Welcome back to Total Lunacy! A new weekly series where in celebration of Sailor Moon’s international revival, senior Moonologist Anne Mortensen-Agnew will tell you a thing or two about the franchise. Today we continue our in-depth look at the series’ themes, with a focus on the comics.
Aaaaand we’re back! Last time around (remember that?) I talked about Sailor Moon‘s first arc and its themes of destiny and history repeating itself. Arc two took a different approach, exploring family and power.
Chibiusa, Usagi and Mamoru’s daughter from the future, joins her parents in the past and brings the terrorist Black Moon clan chasing after her. Usagi is intensely jealous of the attention Chibiusa gets from Mamoru and her family–who were brainwashed into believing that Chibiusa, like Dawn Summers on Buffy, was there the whole time. She is envious and resentful, feelings that are only heightened when the Black Moon starts kidnapping members of the Sailor Team.
Chibiusa in turn desires to be like her mother, Neo Queen Serenity. Usagi’s future self is beloved, strong, and graceful, and by comparison Chibiusa is upset because she feels extremely inadequate. She’s 900 years old, looks like she’s five, and can’t even transform into a real Sailor Guardian! She forms a strong bond with Sailor Pluto, the guardian of time, who is just as lonely as Chibiusa feels. The two become each others’ family and only friend, and their love for each other is the only thing able to later save Chibiusa from the Black Moon’s brainwashing.
The Black Moon are a family of terrible people headed by Prince Dimande but actually lead by Wiseman, the Death Phantom, into decimating the future in order to rule it. They want to take the world for themselves and only themselves, even if they have to destroy everything to achieve that goal.
Sailor Moon has a fascinating relationship with power and it is a consistent theme of the series. Power is held by nearly every important character; however, the type of power held is different depending on the agent of that power. There are essentially two types of power: power-over and power-to.
To quote the Stanford Encyclopedia of Philosophy (Spring 2011 Edition), Sailor Moon pitted “those who define power as getting someone else to do what you want them to do, that is, as an exercise of power-over, against those who define it as an ability or a capacity to act, that is, as a power-to do something.” Each of the villains wielded power-over in different ways – Queen Beryl often employed mind control, for example – but this arc was the first time a difference between power-over and power-to was really touched on in depth.

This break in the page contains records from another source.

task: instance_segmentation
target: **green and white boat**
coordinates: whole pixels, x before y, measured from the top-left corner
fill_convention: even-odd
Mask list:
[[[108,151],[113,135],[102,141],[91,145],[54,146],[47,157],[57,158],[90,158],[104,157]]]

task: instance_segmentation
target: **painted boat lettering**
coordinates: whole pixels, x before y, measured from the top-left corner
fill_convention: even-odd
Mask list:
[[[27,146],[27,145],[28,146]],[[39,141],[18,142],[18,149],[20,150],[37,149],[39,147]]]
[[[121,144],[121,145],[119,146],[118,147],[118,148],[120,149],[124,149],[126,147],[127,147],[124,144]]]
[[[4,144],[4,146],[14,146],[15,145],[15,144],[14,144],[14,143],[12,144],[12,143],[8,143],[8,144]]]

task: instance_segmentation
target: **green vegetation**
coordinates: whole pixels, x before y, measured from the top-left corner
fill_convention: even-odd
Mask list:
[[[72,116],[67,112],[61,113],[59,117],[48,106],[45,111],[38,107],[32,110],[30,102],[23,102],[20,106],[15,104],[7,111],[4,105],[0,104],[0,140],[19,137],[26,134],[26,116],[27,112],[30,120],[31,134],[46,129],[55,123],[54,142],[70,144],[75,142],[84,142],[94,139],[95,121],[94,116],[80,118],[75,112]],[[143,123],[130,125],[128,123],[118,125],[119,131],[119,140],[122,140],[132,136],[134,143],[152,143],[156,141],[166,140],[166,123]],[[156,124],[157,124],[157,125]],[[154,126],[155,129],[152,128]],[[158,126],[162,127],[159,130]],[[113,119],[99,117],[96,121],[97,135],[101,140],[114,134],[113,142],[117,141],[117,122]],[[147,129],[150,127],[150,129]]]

Power-over is Wiseman’s entire schtick. He tries to overthrow and conquer Earth twice, and when it does not work he manipulates others to do his bidding. He uses his crystal to control the Black Moon clan, and when Saphir and Prince Dimande do begin to question him he just brain-zaps them into doing his bidding again.
His most vile act was his manipulation of Chibiusa. Chibiusa desires to be like her mother, but because she is young and doesn’t really understand what makes her mother powerful, he twists her desire and turns her into Black Lady; a parody of what a little girl thinks it’s like being an adult woman.
Chibiusa desires to have power like her mother, but because she doesn’t understand it, she is manipulated into Wiseman’s path of power over. As Black Lady she battles her friends and brainwashes Mamoru into loving her, a perversion of the paternal love he had shown her before. When she breaks free she transforms into a Sailor Soldier, finally gaining her mother and comrades’ power-to.
Prince Dimande, while ultimately a pawn for Wiseman, is one of the most famous examples of power-over in the series. He is obsessed with Sailor Moon because of her future self, Neo Queen Serenity. When the Black Moon clan invaded Earth, Serenity and Dimande saw each other, and he was struck because she looked at him in defiance. His obsessive “love” stems from a need to bend this woman to his will and turn that defiance into devotion for him. Dimande’s obsession with power takes him to extremes: his gift from Wiseman is a mind-controlling third eye and, as the leader of his clan, he sets his sights on destroying the utopic future Earth and eventually spacetime itself. But Dimande, for all his need for power, is easily manipulated by Wiseman into being a pawn for the latter’s own revenge.
The Black Moon arc put family and power over/to into the limelight in Sailor Moon. But the next arc, Infinity, would meld these two together, while also bringing to the forefront themes that had underlined the series from the start: death, rebirth, and sacrifice.